Min Cost Multicommodity Network Flows A Linear Case For The Convergence And Reoptimization Of Multiple Single Commodity Network Flows written by and has been published by this book supported file pdf, txt, epub, kindle and other format this book has been release on 2004 with categories.

Network Flow problems are prevalent in Operations Research, Computer Science, Industrial Engineering and Management Science. They constitute a class of problems that are frequently faced by real world applications, including transportation, telecommunications, production planning, etc. While many problems can be modeled as Network Flows, these problems can quickly become unwieldy in size and difficult to solve. One particularly large instance is the Min-Cost Multicommodity Network Flow problem.
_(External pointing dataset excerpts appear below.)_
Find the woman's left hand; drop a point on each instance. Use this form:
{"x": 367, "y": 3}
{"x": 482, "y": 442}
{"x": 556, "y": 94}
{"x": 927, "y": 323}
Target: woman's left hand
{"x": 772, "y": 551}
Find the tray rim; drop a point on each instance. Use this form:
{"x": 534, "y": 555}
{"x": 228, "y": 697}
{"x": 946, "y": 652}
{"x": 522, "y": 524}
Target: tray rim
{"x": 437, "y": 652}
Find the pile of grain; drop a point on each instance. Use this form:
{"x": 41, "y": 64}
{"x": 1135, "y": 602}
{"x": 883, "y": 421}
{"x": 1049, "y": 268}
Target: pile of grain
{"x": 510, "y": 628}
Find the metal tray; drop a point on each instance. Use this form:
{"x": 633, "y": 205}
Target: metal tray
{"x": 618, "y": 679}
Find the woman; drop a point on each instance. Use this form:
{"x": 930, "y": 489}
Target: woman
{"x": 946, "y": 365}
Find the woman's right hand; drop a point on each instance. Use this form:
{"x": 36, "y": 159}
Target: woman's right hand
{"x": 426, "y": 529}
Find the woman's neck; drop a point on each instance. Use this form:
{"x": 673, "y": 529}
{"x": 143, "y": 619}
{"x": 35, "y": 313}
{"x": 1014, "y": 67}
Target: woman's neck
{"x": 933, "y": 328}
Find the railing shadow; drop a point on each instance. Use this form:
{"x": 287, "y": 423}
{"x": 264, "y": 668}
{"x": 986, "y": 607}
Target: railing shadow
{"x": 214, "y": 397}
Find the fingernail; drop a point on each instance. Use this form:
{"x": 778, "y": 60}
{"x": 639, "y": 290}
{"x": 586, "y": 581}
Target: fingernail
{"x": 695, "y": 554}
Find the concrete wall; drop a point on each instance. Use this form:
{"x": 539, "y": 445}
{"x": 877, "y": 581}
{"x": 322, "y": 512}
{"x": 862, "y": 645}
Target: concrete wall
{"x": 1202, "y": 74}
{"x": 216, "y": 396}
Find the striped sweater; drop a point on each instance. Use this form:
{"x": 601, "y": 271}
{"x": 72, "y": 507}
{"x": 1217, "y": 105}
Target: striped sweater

Due to the time-sensitive nature of the industry, faster algorithms are always desired: recent advances in decomposition methods may provide a remedy. One area of improvement is the cost reoptimization of the min-cost single commodity network flow subproblems that arise from the decomposition. Since similar single commodity network flow problems are solved, information from the previous solution provides a "warm-start" of the current solution. While certain single commodity network flow algorithms may be faster "from scratch," the goal is to reduce the overall time of computation. Reoptimization is the key to this endeavor. Three single commodity network flow algorithms, namely, cost scaling, network simplex and relaxation, will be examined. They are known to reoptimize well. The overall goal is to analyze the effectiveness of this approach within one particular class of network problems.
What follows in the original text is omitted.